Yes that's right, it is just another way to do the same integral, but without having to say "sinh"
Real world human relationships are obviously very very important. Please ignore what I say about particle horizon if there is a risk of making your mother unhappy. Any of this "horizon" business can wait till tomorrow or another day.

Let's try
((s/1.3)^3+1)^(-1/2) between 1 and inf
That is going back in time, from the present, back to very early (large S)

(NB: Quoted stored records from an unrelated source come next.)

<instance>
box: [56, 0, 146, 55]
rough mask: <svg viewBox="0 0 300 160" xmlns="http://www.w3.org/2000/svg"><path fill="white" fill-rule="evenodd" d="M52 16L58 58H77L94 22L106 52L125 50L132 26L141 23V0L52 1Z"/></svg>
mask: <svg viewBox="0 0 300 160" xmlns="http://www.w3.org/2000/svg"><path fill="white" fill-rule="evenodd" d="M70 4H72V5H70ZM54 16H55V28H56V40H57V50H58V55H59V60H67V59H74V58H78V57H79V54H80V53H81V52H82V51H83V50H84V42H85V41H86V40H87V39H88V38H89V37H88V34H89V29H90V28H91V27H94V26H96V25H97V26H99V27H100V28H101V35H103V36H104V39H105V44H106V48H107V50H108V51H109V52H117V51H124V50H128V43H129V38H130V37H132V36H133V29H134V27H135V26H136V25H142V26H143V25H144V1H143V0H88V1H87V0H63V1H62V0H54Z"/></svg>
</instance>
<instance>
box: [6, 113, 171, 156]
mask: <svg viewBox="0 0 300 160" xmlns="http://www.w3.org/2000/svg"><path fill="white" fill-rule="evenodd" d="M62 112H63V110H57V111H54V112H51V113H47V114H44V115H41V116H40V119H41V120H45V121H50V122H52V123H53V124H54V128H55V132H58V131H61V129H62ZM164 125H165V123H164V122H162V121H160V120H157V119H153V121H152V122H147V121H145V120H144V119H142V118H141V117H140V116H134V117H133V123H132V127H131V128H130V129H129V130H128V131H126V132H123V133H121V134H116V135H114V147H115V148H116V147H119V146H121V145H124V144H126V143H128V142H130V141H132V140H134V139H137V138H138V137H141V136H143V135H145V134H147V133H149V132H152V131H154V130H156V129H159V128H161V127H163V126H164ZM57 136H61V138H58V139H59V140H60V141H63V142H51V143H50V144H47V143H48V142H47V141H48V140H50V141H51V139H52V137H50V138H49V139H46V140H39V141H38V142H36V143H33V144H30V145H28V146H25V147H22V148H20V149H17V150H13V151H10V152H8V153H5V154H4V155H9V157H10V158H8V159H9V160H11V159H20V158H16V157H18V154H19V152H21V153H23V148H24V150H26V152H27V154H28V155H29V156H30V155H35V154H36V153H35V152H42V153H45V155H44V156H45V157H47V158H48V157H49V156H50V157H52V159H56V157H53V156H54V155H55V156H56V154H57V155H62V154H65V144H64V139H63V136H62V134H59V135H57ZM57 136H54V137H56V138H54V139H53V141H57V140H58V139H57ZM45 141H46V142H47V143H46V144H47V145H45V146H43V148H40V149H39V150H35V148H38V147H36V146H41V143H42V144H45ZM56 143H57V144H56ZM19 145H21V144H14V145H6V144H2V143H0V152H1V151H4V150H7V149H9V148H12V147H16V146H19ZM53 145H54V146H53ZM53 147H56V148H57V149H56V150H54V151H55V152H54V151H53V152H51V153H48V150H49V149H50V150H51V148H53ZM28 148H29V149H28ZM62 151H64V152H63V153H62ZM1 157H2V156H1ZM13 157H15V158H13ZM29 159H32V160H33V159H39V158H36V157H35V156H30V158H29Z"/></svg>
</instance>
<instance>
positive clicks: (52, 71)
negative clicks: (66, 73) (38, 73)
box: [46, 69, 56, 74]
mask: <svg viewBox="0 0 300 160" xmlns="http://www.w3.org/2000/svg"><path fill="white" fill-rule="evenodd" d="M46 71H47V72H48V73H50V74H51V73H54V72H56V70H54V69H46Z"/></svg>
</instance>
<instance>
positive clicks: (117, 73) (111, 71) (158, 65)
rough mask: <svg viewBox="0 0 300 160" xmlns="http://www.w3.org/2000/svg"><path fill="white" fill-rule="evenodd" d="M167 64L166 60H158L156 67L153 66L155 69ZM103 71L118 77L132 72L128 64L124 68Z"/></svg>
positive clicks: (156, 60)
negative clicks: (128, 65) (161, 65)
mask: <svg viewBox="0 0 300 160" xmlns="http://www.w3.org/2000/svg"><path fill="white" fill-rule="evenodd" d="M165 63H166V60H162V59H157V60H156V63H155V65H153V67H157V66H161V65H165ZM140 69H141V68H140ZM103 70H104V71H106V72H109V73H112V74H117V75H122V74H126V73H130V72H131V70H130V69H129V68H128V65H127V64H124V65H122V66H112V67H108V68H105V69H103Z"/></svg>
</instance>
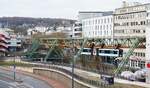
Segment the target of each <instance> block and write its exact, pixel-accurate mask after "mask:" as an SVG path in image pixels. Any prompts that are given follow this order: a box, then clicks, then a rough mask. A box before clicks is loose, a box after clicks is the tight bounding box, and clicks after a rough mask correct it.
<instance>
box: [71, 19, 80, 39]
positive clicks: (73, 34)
mask: <svg viewBox="0 0 150 88" xmlns="http://www.w3.org/2000/svg"><path fill="white" fill-rule="evenodd" d="M72 31H73V32H72V37H74V38H81V37H82V24H81V22H79V21H78V22H75V24H74V25H73V30H72Z"/></svg>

Yes! that works. That gives what cosmologists call the present "radius of the observable universe"
You can see it is 2.69.

It is the distance from us NOW of the farthest matter which could have sent us a signal, some light, some neutrinos, some gravity waves, anything, which is arriving today.

this distance is also called "particle horizon" because it is the farthest distance any particle can have traveled (helped by expansion) starting at the earliest time, at the beginning of expansion.

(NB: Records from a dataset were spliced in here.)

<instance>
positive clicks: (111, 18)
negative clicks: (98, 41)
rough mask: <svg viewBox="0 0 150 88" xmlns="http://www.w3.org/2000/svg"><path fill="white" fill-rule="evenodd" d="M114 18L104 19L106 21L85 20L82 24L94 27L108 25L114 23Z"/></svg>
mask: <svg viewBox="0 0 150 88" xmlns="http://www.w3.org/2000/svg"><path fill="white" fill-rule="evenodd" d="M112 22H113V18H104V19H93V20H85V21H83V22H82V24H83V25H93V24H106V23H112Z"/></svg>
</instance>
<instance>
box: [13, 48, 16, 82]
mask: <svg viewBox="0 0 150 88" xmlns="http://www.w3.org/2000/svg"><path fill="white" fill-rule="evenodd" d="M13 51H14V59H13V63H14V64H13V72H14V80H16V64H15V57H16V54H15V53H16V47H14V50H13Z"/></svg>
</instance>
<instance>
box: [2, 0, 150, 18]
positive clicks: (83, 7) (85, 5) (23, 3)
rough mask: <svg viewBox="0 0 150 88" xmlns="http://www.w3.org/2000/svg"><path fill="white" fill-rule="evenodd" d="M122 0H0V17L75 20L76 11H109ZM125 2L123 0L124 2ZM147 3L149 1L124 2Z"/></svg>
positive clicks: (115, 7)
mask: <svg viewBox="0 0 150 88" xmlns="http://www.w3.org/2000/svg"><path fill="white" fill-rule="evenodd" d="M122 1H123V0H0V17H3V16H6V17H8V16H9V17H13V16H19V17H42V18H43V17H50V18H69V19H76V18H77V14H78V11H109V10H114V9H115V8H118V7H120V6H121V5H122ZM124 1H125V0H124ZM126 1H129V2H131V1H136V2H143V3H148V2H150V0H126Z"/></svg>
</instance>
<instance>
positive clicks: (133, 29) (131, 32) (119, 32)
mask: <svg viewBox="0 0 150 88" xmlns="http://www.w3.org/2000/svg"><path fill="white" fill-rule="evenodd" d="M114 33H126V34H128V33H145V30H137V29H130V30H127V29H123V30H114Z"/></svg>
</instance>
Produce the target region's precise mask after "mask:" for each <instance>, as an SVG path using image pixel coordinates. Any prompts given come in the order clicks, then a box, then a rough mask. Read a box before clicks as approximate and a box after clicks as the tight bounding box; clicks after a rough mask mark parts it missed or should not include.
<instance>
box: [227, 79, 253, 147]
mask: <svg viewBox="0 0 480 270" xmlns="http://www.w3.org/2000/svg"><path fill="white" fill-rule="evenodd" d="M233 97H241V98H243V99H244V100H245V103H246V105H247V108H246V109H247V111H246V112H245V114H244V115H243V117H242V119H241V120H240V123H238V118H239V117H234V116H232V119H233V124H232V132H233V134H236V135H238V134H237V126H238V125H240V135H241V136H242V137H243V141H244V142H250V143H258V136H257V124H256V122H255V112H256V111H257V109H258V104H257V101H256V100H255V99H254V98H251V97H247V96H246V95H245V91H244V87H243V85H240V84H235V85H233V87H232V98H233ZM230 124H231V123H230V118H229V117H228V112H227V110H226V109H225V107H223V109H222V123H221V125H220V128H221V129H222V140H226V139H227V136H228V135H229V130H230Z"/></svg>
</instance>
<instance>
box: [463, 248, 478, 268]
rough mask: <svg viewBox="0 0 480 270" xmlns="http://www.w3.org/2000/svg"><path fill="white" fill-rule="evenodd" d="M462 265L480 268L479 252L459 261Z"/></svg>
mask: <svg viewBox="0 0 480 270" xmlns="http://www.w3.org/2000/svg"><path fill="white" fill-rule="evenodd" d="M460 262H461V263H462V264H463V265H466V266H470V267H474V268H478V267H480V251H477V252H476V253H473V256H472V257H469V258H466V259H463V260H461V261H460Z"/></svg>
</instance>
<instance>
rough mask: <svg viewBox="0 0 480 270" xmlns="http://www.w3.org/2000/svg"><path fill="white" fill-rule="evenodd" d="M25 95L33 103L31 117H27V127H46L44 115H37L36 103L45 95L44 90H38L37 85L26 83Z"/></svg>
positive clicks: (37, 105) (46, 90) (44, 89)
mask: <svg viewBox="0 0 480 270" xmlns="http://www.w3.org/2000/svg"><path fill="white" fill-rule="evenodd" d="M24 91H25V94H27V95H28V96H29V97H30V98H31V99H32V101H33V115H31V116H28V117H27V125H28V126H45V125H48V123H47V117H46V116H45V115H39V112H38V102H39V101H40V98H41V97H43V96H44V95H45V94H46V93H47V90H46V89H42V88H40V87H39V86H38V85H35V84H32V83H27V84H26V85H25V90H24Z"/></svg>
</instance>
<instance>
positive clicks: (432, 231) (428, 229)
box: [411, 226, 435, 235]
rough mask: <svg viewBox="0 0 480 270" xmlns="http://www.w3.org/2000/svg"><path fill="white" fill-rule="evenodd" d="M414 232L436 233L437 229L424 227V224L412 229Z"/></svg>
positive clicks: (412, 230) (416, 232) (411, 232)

{\scriptsize\begin{array}{|r|r|r|r|r|r|r|r|r|r|r|r|r|r|r|r|} \hline a=1/S&S&T (zeit)&D_{now} (lzeit)&D_{then}(lzeit)&D_{hor}(lzeit)&D_{par}(lzeit) \\ \hline 1.000&1.000&0.796948&0.000000&0.000000&0.952155&2.675083\\ \hline \end{array}}

 

[RyanH42]

Yes We can do

 

[RyanH42]

The problem is am a shy person .I don't have any friends.

 

[RyanH42]

Ok.Lets do this not today.Maybe tomorrow.You can write what you need to write (so you can ready to teach me)

 

[marcus]

Tomorrow is good. I live at the edge of the city near some open country, and some hills with only trees, grass, birds, deer,...
I walk.
It is good exercise. I sometimes get my neighbors to walk with me. It is easy to be with them when we are walking in Nature. looking at the sky and the hills, and the water. The purpose is to get some exercise. The neighbor knows it is for her good health or his good health. So there is a purpose to going on the walk. Either alone or with a companion. I will go walking this morning, with a neighbor who is a retired university professor. She used to teach language, or linguistics. It is an easy way to be with people, when there is a purpose, and a natural environment.